By Scott Mims
A glance at Don Castillo’s drawings will tell you two things—he is a skilled artist, and he is knowledgeable about martial arts.
The San Antonio native, who now calls Chilton County his home, has developed a love affair with digital drawing and digital art. But perhaps what is most unique about his style is that he incorporates his interest in karate into his creations. Oh, and another thing—Castillo holds a black belt in karate; hence the moniker, “The Martial Artist.”
“Back in the samurai days, they taught samurais to be artists,” Castillo said, citing calligraphy as an example.

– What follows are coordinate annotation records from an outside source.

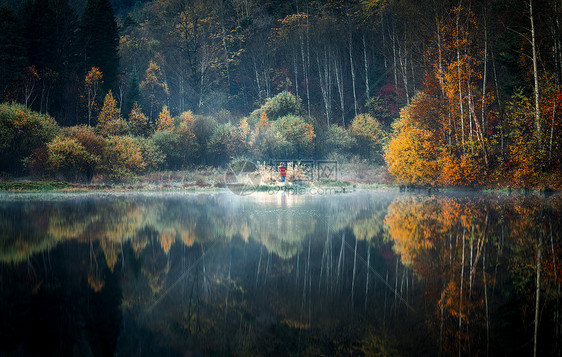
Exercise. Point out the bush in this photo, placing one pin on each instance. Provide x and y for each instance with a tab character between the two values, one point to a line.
138	122
370	137
203	127
110	121
22	131
166	142
122	157
269	144
153	157
284	103
225	142
339	141
68	157
188	145
297	133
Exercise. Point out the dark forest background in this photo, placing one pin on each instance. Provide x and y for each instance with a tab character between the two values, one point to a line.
479	79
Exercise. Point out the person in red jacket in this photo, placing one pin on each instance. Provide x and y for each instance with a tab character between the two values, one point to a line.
283	171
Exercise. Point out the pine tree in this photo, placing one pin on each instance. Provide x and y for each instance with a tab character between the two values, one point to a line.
133	93
100	40
13	58
109	120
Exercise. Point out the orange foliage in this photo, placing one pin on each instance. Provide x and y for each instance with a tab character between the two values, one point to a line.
165	122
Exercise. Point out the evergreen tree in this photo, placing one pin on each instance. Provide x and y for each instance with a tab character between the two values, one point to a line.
133	93
100	40
39	34
12	53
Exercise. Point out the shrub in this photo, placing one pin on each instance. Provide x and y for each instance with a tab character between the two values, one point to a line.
339	141
297	133
110	121
370	137
68	157
284	103
166	142
122	157
138	122
188	146
165	122
203	128
225	142
153	157
22	131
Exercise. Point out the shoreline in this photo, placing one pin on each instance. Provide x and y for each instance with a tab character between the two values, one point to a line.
297	188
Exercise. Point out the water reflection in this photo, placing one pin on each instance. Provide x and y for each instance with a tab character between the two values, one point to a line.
363	273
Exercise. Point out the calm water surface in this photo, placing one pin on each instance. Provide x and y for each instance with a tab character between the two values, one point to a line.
361	274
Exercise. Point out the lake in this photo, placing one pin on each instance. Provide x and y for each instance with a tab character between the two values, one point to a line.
362	273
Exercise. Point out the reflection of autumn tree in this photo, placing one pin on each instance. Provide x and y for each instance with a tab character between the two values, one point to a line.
451	244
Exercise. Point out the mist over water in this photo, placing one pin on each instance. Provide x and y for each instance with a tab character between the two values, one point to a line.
366	273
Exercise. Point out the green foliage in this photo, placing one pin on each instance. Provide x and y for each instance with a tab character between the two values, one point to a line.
70	158
284	103
339	141
110	121
138	122
100	37
370	137
378	109
297	133
166	142
22	131
153	157
203	128
123	157
188	146
225	142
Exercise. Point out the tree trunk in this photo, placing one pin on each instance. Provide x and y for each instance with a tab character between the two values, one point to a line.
537	296
352	72
535	76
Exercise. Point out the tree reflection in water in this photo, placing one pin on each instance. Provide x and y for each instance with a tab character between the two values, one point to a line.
365	273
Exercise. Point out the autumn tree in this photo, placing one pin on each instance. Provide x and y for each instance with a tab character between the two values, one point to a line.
154	87
99	39
165	122
110	121
92	83
138	122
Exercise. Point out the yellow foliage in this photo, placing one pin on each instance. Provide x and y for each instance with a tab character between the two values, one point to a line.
165	122
109	119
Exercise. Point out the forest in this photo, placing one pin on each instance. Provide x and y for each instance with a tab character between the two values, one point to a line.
460	93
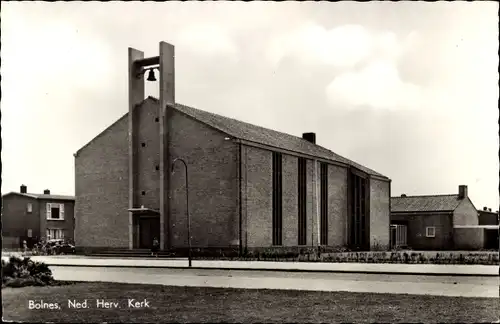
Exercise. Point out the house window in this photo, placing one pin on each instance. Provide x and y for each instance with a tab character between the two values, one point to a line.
430	231
277	199
359	222
324	204
302	196
55	233
55	211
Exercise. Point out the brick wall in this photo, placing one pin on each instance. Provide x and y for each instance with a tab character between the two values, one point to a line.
213	184
468	238
312	216
416	230
101	189
16	220
67	225
290	200
379	213
148	156
258	196
337	205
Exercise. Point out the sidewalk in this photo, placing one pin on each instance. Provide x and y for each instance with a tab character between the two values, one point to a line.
387	268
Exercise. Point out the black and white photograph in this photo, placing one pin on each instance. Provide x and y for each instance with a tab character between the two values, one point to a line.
250	162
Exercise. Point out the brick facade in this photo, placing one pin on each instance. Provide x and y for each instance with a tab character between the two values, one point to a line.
379	213
17	220
101	189
230	188
416	230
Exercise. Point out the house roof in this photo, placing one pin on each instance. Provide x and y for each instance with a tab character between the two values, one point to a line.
265	136
41	196
434	203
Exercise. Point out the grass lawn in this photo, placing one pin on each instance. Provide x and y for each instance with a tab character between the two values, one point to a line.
187	304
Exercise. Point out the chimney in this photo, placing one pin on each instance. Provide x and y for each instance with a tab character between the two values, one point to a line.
462	192
310	137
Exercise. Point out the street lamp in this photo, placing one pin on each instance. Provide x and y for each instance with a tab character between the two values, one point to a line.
187	205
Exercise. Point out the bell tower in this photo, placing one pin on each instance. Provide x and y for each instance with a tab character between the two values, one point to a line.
138	66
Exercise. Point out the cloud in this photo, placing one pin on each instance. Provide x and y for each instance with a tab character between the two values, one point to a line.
342	46
55	52
208	39
378	85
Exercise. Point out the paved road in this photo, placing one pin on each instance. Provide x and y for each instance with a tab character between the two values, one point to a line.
475	270
377	283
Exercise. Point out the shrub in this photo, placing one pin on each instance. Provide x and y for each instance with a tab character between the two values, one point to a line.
19	272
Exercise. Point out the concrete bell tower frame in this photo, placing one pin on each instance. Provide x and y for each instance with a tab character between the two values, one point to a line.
137	66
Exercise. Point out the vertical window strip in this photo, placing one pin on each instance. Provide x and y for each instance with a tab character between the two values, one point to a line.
302	231
324	203
277	199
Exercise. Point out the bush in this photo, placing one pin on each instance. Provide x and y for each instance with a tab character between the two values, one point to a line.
24	272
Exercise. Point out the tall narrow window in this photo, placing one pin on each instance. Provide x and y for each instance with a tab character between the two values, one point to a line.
277	199
302	195
324	204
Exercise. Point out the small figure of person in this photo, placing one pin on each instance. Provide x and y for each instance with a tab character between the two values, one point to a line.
155	248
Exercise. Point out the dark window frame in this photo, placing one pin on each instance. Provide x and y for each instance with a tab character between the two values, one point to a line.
277	193
302	201
324	204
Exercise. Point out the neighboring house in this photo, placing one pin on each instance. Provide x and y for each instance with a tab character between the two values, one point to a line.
249	187
30	216
489	219
437	222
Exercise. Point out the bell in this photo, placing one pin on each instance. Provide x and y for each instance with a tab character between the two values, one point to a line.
151	75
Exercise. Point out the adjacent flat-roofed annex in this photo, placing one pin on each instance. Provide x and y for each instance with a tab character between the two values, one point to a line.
249	187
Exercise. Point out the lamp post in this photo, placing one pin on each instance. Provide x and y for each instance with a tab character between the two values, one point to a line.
187	205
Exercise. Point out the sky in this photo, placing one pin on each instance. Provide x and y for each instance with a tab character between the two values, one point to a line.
409	89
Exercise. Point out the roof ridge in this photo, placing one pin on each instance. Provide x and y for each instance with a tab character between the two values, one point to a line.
341	158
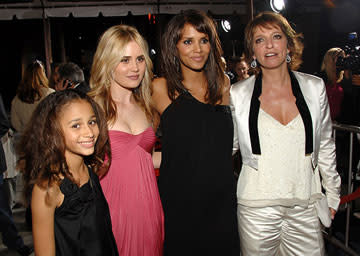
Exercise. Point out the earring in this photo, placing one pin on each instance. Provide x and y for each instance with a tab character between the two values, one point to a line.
288	58
253	64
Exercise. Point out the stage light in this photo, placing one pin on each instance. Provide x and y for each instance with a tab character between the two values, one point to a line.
277	5
226	25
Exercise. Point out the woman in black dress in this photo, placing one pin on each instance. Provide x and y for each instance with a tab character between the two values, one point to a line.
197	185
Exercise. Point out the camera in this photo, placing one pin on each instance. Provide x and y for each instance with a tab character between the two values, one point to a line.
351	61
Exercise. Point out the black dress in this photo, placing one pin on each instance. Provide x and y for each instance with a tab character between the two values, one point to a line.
196	183
82	222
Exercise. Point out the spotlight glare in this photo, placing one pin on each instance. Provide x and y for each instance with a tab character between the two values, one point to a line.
226	26
277	5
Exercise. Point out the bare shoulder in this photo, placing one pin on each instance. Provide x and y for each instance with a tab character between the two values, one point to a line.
160	94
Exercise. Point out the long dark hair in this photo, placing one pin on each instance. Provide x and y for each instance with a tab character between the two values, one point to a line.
34	78
42	147
214	67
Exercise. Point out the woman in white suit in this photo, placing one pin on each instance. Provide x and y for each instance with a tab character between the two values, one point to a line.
283	129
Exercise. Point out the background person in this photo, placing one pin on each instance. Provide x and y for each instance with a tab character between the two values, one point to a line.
283	129
120	80
196	181
241	69
31	90
60	156
333	78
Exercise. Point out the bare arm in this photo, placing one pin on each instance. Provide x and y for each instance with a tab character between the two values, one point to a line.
43	204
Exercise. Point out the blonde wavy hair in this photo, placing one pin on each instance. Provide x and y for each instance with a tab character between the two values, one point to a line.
329	65
108	55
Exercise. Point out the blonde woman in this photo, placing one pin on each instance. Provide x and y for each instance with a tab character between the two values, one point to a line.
332	78
120	81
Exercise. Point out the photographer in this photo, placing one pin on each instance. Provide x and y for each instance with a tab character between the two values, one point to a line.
71	76
333	79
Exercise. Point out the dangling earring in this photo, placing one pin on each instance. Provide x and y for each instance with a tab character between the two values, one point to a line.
288	58
253	64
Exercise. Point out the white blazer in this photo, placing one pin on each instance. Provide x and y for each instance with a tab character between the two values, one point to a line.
312	102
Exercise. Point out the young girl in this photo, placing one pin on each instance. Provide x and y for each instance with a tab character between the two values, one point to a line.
60	152
120	81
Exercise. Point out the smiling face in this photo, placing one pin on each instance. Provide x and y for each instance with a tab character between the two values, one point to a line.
193	48
270	47
80	129
130	71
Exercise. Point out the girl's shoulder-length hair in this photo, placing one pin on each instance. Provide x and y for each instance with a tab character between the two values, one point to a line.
271	19
41	149
170	62
109	52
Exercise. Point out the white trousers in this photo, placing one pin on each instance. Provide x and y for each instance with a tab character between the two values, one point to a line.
280	231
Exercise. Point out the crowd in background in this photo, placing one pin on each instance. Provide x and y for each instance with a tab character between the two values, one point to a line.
199	102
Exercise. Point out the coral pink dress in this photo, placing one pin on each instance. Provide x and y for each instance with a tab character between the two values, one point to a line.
131	190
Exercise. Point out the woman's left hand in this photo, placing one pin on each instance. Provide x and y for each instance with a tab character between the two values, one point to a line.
332	213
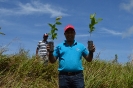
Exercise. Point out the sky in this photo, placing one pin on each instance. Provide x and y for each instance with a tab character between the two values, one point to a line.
25	21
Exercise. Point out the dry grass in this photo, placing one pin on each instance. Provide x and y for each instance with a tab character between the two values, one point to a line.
22	71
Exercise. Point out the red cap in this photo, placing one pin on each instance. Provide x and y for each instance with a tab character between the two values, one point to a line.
45	35
69	27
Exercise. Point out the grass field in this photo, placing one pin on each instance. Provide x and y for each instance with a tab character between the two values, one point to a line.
22	71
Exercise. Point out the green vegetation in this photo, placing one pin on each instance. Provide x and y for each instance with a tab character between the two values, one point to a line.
94	21
22	71
53	33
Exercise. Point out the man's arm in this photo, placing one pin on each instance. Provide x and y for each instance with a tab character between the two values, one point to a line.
52	59
89	57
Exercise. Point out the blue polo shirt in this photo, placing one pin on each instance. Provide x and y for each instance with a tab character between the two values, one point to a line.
70	57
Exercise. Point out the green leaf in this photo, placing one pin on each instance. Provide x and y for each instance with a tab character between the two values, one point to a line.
58	23
93	22
58	18
50	25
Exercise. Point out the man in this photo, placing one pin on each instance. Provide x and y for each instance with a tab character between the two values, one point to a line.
41	50
69	54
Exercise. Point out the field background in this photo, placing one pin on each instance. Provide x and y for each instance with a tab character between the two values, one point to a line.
23	71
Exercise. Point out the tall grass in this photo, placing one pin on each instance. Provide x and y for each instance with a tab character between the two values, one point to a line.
22	71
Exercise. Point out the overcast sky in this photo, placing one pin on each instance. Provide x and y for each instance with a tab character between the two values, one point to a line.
25	21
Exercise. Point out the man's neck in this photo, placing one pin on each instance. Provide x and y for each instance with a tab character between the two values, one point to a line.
70	43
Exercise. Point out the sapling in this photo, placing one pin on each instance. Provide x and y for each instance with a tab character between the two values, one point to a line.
94	21
53	32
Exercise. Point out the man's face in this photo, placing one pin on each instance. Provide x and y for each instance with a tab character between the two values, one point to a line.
70	35
45	38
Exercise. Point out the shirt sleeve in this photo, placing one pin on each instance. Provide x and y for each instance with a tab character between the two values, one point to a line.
85	51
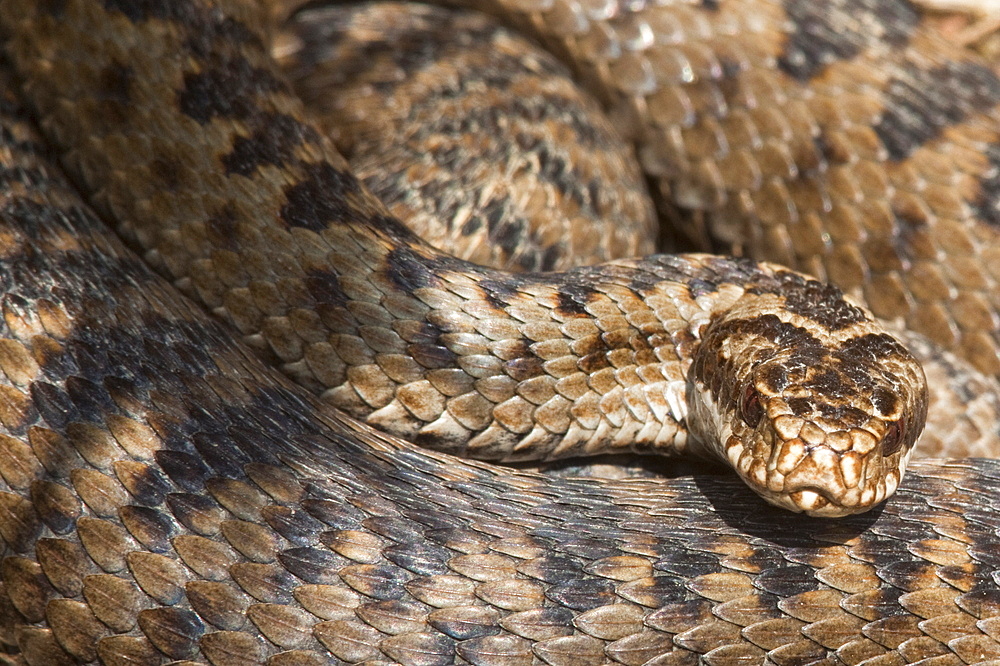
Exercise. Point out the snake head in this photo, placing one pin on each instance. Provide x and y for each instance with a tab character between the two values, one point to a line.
814	418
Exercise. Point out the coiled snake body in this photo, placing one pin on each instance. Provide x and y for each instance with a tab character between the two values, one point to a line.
166	496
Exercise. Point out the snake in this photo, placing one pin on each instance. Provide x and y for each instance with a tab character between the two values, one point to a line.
169	496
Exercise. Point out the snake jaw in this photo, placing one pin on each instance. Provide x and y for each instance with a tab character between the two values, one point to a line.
829	437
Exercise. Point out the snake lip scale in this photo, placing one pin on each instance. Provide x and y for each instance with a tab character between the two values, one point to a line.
166	495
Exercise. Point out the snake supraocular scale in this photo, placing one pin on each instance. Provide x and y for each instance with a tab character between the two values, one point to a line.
166	496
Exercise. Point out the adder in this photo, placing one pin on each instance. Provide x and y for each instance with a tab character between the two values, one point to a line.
169	496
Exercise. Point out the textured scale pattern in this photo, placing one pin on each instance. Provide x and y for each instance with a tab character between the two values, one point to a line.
165	496
854	146
290	248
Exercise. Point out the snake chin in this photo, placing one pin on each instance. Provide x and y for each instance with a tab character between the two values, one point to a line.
812	439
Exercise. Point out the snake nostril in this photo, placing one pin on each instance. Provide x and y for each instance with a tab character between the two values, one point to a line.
750	408
892	441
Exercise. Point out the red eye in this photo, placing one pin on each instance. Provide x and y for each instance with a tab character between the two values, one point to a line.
892	441
750	407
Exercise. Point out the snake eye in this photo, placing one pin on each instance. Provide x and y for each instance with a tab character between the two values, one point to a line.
892	441
750	408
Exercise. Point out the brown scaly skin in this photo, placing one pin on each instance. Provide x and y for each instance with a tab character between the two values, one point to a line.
398	85
176	120
835	137
165	497
473	136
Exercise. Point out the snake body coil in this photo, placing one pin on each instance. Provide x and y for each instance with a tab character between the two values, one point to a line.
166	496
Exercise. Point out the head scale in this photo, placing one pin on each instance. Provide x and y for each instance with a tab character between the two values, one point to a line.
818	414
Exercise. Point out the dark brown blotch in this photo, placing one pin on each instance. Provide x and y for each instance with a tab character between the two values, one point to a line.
319	198
228	88
921	103
826	32
274	142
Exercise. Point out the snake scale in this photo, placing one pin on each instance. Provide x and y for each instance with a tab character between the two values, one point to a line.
169	497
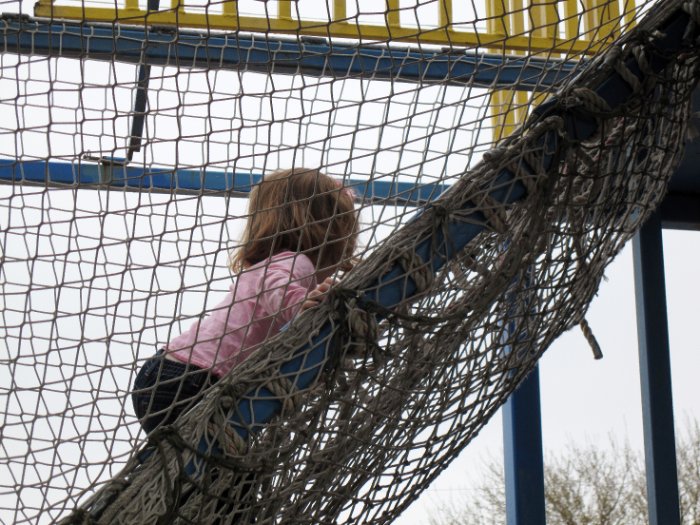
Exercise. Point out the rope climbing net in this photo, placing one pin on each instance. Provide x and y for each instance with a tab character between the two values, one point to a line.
129	145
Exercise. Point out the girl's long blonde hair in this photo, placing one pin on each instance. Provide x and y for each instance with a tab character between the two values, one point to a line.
300	210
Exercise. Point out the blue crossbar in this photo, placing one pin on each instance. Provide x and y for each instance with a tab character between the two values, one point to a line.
208	182
259	406
265	53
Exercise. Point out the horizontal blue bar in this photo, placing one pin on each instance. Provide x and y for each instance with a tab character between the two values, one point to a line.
311	56
94	175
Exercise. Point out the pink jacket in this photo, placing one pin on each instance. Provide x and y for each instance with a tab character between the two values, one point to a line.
263	299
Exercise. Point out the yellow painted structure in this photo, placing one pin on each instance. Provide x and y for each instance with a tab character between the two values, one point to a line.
572	26
550	28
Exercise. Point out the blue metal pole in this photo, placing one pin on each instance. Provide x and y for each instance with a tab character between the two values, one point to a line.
655	372
522	446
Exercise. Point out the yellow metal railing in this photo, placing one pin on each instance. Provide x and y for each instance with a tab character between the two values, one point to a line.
570	20
505	27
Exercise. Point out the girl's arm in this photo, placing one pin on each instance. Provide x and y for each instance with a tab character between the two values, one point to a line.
317	294
285	285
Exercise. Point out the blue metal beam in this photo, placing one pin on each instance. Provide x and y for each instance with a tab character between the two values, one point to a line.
266	53
681	211
655	372
93	175
522	446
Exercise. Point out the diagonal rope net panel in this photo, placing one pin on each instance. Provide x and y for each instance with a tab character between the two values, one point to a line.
498	155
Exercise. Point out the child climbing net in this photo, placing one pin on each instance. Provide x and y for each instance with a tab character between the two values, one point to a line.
302	228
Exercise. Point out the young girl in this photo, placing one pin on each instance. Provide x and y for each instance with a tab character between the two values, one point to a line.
302	227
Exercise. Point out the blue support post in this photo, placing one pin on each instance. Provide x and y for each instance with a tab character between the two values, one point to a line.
655	372
522	446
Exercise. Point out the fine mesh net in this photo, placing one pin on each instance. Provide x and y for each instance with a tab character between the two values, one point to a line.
486	214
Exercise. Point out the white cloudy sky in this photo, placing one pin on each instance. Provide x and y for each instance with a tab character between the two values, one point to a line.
582	399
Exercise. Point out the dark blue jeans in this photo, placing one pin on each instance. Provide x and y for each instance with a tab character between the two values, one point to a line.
164	389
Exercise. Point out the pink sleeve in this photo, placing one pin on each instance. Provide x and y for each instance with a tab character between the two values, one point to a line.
284	285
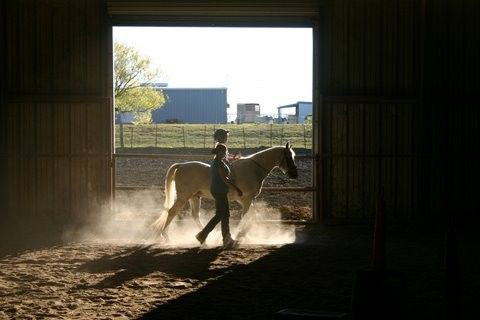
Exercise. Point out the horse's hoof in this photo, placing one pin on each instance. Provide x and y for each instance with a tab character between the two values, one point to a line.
165	237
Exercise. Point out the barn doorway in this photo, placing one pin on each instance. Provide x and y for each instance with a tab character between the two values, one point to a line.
255	82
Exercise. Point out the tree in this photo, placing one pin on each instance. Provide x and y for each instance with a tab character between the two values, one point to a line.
133	72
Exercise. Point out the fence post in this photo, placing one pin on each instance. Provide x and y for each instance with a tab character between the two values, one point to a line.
281	136
131	137
271	134
204	136
244	141
213	132
121	135
183	134
304	137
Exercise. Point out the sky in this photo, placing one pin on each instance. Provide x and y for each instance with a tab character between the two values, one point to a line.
269	66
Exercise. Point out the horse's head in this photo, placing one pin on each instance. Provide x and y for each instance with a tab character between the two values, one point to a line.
287	165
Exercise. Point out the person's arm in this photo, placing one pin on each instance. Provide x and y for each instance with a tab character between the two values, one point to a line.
223	174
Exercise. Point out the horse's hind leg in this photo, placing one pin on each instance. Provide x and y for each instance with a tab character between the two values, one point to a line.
195	203
172	212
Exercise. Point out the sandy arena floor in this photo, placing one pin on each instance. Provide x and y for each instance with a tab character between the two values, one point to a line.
108	278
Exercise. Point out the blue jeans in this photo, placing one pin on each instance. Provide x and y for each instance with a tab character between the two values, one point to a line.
222	213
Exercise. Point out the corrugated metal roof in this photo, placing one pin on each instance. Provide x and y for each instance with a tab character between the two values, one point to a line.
193	105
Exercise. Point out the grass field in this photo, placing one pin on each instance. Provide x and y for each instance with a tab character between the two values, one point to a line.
201	136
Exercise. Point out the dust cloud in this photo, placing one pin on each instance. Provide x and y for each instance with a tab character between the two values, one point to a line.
132	220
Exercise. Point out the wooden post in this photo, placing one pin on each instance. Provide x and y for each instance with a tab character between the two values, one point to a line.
244	141
131	137
121	134
204	136
378	255
213	139
281	136
271	135
183	134
304	136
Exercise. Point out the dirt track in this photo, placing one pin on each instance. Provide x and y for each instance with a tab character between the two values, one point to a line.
104	280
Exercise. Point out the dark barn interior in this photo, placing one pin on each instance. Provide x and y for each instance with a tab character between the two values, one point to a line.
396	99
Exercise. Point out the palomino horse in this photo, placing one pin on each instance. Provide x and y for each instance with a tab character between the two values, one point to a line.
192	182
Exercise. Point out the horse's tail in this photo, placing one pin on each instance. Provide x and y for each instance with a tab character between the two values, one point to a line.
169	188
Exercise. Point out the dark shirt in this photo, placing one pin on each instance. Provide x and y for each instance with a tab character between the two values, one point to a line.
217	185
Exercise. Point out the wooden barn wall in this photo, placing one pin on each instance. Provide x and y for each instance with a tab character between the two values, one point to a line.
452	81
56	114
392	74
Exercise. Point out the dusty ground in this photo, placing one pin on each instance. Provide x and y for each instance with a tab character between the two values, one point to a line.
107	278
151	172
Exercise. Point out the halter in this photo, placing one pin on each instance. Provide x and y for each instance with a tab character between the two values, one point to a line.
259	165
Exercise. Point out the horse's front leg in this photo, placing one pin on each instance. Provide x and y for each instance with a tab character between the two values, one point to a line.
195	203
246	221
172	212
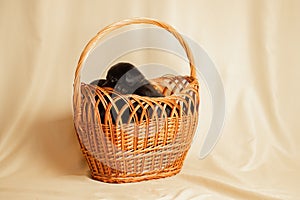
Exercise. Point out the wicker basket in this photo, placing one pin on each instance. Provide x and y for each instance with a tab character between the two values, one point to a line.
145	147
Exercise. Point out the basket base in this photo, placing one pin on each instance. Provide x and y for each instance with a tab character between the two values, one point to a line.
137	178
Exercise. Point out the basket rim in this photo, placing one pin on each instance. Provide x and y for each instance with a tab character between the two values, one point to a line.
106	30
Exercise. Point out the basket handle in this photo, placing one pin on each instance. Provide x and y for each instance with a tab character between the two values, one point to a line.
93	42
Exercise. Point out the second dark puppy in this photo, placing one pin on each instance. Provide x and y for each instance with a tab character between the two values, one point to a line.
125	78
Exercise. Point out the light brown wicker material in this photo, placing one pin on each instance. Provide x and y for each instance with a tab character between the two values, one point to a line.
145	146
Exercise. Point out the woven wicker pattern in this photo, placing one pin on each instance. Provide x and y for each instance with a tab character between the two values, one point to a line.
149	142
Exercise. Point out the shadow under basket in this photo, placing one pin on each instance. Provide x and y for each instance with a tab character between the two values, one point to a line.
154	138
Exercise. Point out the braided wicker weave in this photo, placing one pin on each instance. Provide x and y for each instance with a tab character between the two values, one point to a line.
149	145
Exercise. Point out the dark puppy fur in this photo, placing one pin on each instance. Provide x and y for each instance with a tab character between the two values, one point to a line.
127	79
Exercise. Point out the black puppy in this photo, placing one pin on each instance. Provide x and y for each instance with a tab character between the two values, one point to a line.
127	79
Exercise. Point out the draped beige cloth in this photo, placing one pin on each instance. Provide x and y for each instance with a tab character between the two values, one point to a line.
255	46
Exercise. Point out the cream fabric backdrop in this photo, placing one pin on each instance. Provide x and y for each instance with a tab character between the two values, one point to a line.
255	46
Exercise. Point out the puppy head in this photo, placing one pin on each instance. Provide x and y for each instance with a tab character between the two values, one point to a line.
123	73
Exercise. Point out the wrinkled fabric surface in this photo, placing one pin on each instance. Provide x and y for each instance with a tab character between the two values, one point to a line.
255	47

While Castillo carries around a sketch pad and pencil, most of his finished works involve tools that are a bit more modern—an electronic pen and drawing tablet connected to his laptop computer.
There’s much more to digital drawing than just pointing and clicking. The work Castillo does is freehand, and the electronic equipment he uses is sensitive to pressure. Just like with a pencil, the width and darkness of a line depend upon the pressure applied. A digital palette of colors allows him to “paint” freehand as well, blending different colors to create new colors.
While he says digital drawing is “a lot less messy” than traditional drawing or painting, he said it takes some getting used to.
“A lot of people think digital art is so new because of the advent of the tablet,” he said. “A lot of people are not sure how to perceive it.”
This is especially true where photography is involved. Castillo can even import photographs into the software program and turn them into more abstract creations. For example, he can create a caricature by tracing over someone’s facial features in a photograph. Once the artwork is finished, the photograph is deleted, leaving only Castillo’s marks. This method sort of blurs the line between photography and drawing.
From a very young age, Castillo has wanted to draw.
“I have been drawing since I could literally crawl,” he recalled. “I remember when we got a new washing machine as a kid, the old one had a choo-choo train in crayon on the back that I drew in secret; I must have been around 5 years old at the time.”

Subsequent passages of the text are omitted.